Not only the promised social, but also the “technological revolution” remained at the level of political speech. It is regularly remembered that the industry should go through a phase of technological re-equipment, increase in productivity, and agriculture should become efficient and modern. However, these changes were not registered at the systemic level in the real economy.

There are no technological developments in industry as well as in agriculture. Almost half of the arable land of agricultural significance remains uncultivated even today. The result would be that agriculture would not grow for years.

Production volumes of many agricultural products have been reduced in recent years, leading to an increase in their prices in consumer markets. During this period, some agricultural products managed to double, even triple in price. But the peasant almost did not benefit from it, because on the one hand, the production was reduced, on the other hand, the price of the product rose sharply.

Instead of revolutionary developments, during this period the structure of the economy not only did not become better, more efficient, but also moved from production branches to non-production branches. The trade and services sector has significantly increased its weight, while the real economy, industry and agriculture, has declined relatively.

This is a worrying and dangerous trend for the economy, because trade only redistributes the value already created, rather than creating new values. When economic growth is based on consumption and imports, it becomes vulnerable to external shocks and does not ensure long-term sustainable development.

Even in the years when high economic growth was recorded in Armenia, its structure did not ensure qualitative progress.

Growth in recent years has been heavily dependent on services and external financial inflows, while the industrial and agricultural base has not strengthened. The economy has not become more resilient and has not received the structure that could ensure long-term development. Diversification of exports has remained at the level of empty talk, and the dependence on imports has increased.

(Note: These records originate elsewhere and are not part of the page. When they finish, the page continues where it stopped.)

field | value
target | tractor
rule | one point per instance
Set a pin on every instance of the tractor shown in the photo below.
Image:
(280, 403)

Instead of an economic revolution, only debts have increased at revolutionary rates. At one time, the authorities were criticized for taking debts, they promised to reduce the debt burden, but in 8 years they have more than doubled the state debt. Debt has become one of the main instruments of economic policy, which has created long-term risks, limiting the fiscal flexibility of the budget and increasing dependence on external financing. It is a well-known fact that when economic growth is fueled by debt rather than productivity growth, that growth cannot be sustainable and long-term.

They claimed that after the political change, investments will “pour into Armenia”. However, investment flows remained volatile and often depended on one-off transactions.

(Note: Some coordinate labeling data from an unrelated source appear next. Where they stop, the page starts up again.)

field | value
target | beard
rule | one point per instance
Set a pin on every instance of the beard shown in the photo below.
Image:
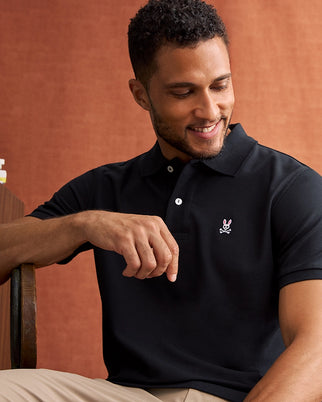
(169, 135)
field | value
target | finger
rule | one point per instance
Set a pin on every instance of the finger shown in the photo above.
(133, 261)
(147, 258)
(173, 266)
(162, 256)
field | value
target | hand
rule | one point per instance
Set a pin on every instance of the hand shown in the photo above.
(145, 242)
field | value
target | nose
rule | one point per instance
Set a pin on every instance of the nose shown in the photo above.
(207, 107)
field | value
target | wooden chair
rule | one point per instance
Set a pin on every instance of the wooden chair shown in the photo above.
(23, 331)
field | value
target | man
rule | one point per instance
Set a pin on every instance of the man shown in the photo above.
(245, 222)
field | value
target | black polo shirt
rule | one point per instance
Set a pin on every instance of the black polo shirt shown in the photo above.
(247, 222)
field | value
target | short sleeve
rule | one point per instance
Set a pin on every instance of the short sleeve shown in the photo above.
(71, 198)
(297, 228)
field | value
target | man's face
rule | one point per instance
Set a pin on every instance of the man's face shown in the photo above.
(191, 99)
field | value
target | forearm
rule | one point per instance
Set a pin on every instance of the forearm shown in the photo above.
(295, 376)
(42, 242)
(144, 241)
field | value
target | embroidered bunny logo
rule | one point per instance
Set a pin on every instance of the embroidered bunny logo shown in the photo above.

Recently, the Minister of Economy made a note about investments, trying to create the impression that investments are already flooding Armenia. However, he “accidentally” did not mention how many investments there were in the real economy. He “forgot” to say that during the whole of last year, net flows of foreign investments made in the real economy amounted to only 34 billion drams, and direct investments – 93 billion drams. If we convert it into foreign currency, it will be 89 million dollars in one case, and 244 million dollars in the other case.

These are small amounts for the real economy. That is why the real economy in Armenia is in such a poor state. Although what should be expected in a country where the government is ready to enter the pocket of business at an opportune moment?

Protection of property rights is key for any investor. And when the government starts to get involved as a co-owner in private business, or situations arise where property is redistributed for political purposes, it is the biggest threat for the investor. And in this case, no change in the law on investments, which the authorities are making now, can restore the confidence of investors.

Investors’ trust should be considered at the time when the government directly entered the pocket of the business, adapting the laws to itself, retaliating against the owner for political purposes, taking away the business belonging to him.